Since my cheap, $57 per month rent-controlled slum 1 ½ room apartment was located only a few blocks southeast from Fordham University’s campus off Fordham Road, I would sometimes check out the scene there in early 1971—even before I quit my Writers Guild Office Boy job in early March 1971. Although by early 1971, Fordham University’s campus in the Bronx had campus gates and security guards or campus cops by each entrance, to keep non-student community residents from the Bronx from entering it, I was still able to walk onto the campus without getting stopped by the campus security guards or campus cops. Probably because I was white and still looked young enough then to pass for a Fordham University undergraduate or graduate student.
Also, by early 1971 a minority of the male students at Catholic universities like Fordham, St. John’s, Boston College, etc. now had long hair and/or beards and now looked more like hippies and freaks. So by 1971 when a bearded, long-haired hippie freak like myself walked onto a then-predominantly white Catholic campus like Fordham University, he no longer stood out as much or was as noticeable to the campus security guards as he would have been during the mid-1960s.
So on one weekend evening, during the winter in early 1971, I had no difficulty sneaking onto the Fordham University campus. After walking past some of the dormitories, I then stumbled upon a big room where the Shirelles female singing group was giving a concert and where it sang the “Soldier Boy” song hit of the late 50s or early 60s.
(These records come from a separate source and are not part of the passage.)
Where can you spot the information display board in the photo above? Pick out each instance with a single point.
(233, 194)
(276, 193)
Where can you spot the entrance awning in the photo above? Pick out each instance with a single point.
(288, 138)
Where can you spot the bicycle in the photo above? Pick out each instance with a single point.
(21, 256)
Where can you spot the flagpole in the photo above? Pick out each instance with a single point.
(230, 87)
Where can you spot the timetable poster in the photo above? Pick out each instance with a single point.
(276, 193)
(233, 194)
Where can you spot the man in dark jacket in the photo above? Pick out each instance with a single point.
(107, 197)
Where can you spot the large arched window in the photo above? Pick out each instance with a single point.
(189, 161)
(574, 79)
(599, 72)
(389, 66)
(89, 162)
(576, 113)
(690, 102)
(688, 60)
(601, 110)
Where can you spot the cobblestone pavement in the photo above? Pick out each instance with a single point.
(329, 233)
I don’t remember much else about the Shirelles’ concert, probably because I had drunk some beer and smoked a joint in my apartment before walking onto the Fordham campus. But I recall that I felt that while many of the Fordham University women undergraduate students in the early 1970s seemed physically attractive to me, they didn’t seem to give off as hip a vibe as did the women undergraduate students at the non-Catholic colleges such as Barnard-Columbia, NYU-Washington Square, NYU-Uptown, Richmond College on Staten Island, Indiana University, Radcliffe-Harvard or Queens College of that historical era. And in early 1971, you still didn’t get the sense that the students at Fordham University were smoking pot and using psychedelics as much as did the students at Columbia in the late 1960s.
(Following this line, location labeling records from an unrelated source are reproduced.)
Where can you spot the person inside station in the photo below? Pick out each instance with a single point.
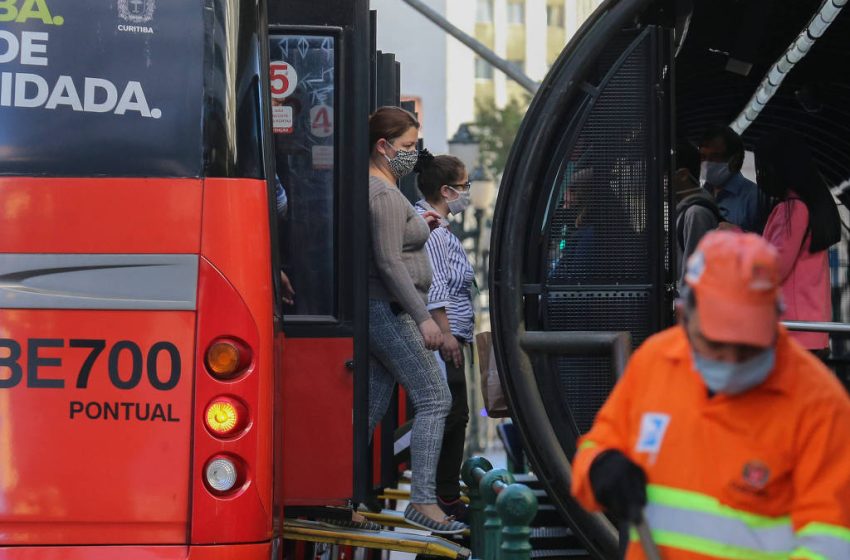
(696, 211)
(444, 183)
(722, 154)
(724, 435)
(802, 226)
Fordham women undergraduates at the Shirelles concert did remind me somewhat, though, of a blonde-haired college-age woman from College Point whom I had met at a bar when I lived in Jackson Heights in the Fall of 1969. No longer do I recall the name of the blonde young woman from College Point. But after we danced a few times I felt physically attracted to her enough to offer to take the subway back to Main Street Flushing with her, where she could then catch her bus to College Point, where she still lived with her parents.
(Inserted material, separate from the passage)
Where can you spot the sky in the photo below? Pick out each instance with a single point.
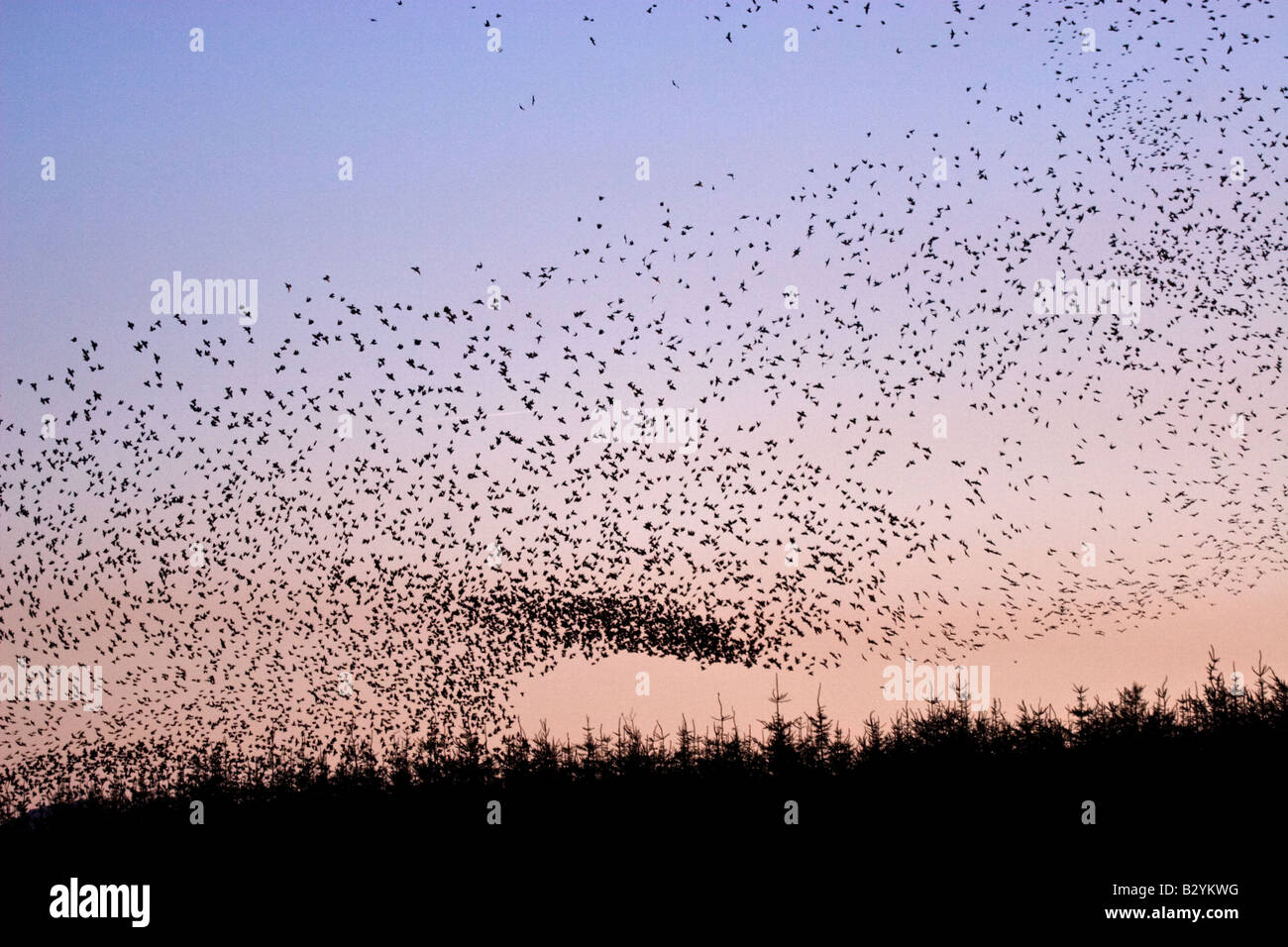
(1060, 432)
But by the time we arrived at Main Street Flushing, I realized that she had pretty much been unaffected by the Vietnam War and the Movement of the 1960s; and she seemed to realize that my future financial prospects didn’t look promising enough for her to ever consider me for the role of potential husband for her and potential father for her children that she was apparently looking for some guy to fill. So I felt there was no point in asking for her phone number before we kissed goodnight and she got on the bus to head back home to College Point.